La via crucis dei profughi nel cuore dell’Europa

Giochi senza frontiere. Decine di richiedenti asilo afgani vivono barricati da mesi nella chiesa di San Giuseppe Battista, a Bruxelles, unico rifugio sicuro per sfuggire agli sgomberi e ai rimpatri, in attesa di un difficile permesso per varcare le frontiere

Gli afghani accampati nella chiesa del beghinaggio di Bruxelles

Gli afghani accampati nella chiesa del beghinaggio di Bruxelles

«L’Italia? Sì, ci sono passato ma non ricordo nulla. Ero nascosto in un camion, al buio.
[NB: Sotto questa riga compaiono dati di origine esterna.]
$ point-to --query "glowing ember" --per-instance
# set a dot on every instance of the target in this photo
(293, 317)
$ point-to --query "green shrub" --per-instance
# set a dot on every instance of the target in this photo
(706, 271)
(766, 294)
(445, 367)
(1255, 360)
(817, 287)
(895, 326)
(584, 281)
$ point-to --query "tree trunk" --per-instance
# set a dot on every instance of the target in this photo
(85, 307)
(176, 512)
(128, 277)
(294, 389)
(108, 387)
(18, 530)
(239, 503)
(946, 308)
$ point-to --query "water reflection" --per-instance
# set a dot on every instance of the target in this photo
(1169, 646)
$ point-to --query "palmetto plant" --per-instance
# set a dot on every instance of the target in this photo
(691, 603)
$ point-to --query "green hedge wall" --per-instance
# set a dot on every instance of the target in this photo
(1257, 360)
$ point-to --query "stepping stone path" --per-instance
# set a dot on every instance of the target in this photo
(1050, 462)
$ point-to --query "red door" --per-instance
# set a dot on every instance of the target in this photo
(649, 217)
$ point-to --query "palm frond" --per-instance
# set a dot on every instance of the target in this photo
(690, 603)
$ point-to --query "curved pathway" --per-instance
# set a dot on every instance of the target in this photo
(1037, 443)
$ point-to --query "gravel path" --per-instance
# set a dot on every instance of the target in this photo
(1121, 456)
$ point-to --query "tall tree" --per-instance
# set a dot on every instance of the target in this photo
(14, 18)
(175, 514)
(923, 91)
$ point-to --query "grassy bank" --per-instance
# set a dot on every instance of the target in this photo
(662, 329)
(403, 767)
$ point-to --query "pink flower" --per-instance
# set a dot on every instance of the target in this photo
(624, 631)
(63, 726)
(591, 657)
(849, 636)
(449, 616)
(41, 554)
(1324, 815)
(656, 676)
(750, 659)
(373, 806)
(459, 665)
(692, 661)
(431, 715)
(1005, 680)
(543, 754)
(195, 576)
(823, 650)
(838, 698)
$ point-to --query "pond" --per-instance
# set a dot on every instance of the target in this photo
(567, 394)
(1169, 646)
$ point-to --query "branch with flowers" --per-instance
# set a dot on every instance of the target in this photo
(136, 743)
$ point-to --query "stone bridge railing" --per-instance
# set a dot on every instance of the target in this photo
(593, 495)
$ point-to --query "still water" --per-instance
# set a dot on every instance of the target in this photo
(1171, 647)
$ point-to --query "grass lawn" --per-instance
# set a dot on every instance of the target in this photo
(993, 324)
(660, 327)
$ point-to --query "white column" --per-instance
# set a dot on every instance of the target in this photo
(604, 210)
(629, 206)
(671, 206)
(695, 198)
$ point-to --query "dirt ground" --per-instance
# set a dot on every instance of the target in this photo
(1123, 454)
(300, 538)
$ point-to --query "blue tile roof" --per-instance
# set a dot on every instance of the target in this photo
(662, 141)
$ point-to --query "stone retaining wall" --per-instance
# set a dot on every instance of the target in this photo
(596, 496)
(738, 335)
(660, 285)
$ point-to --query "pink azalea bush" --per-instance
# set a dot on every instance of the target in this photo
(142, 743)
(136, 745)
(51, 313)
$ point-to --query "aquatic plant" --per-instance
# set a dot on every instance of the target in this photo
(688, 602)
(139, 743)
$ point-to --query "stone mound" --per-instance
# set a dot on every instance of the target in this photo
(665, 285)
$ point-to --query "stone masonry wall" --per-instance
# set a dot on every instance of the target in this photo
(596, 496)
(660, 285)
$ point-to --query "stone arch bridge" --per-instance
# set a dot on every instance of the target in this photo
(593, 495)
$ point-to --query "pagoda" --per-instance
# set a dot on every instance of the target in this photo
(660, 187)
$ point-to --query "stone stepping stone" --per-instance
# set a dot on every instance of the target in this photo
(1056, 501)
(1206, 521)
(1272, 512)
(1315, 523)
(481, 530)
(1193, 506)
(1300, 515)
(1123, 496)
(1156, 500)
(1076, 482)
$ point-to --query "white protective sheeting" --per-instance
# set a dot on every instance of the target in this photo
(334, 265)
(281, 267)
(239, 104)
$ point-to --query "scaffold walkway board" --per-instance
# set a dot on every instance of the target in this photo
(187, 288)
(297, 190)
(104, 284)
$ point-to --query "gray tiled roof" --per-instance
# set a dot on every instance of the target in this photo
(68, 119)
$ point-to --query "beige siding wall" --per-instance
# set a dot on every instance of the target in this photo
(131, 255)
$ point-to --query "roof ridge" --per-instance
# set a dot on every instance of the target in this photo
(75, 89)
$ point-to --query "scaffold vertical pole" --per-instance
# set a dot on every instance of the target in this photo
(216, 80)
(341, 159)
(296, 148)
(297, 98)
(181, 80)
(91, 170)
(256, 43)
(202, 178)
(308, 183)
Ho rivisto la luce solo quando sono arrivato qui». Bashar ha 26 anni e il viso affilato. In bocca non gli rimangono molti denti, segno dei patimenti e della malnutrizione. Per il resto, ha ancora il volto di un ragazzo. Una bandana gli avvolge il capo. Mi si avvicina nella chiesa di San Giuseppe Battista al beghinaggio, così detta perché costruita nell’antico quartiere bruxellese delle beghine, e mi conduce verso una parete sulla quale è affissa una cartina del suo paese, l’Afghanistan. Vuole mostrarmi...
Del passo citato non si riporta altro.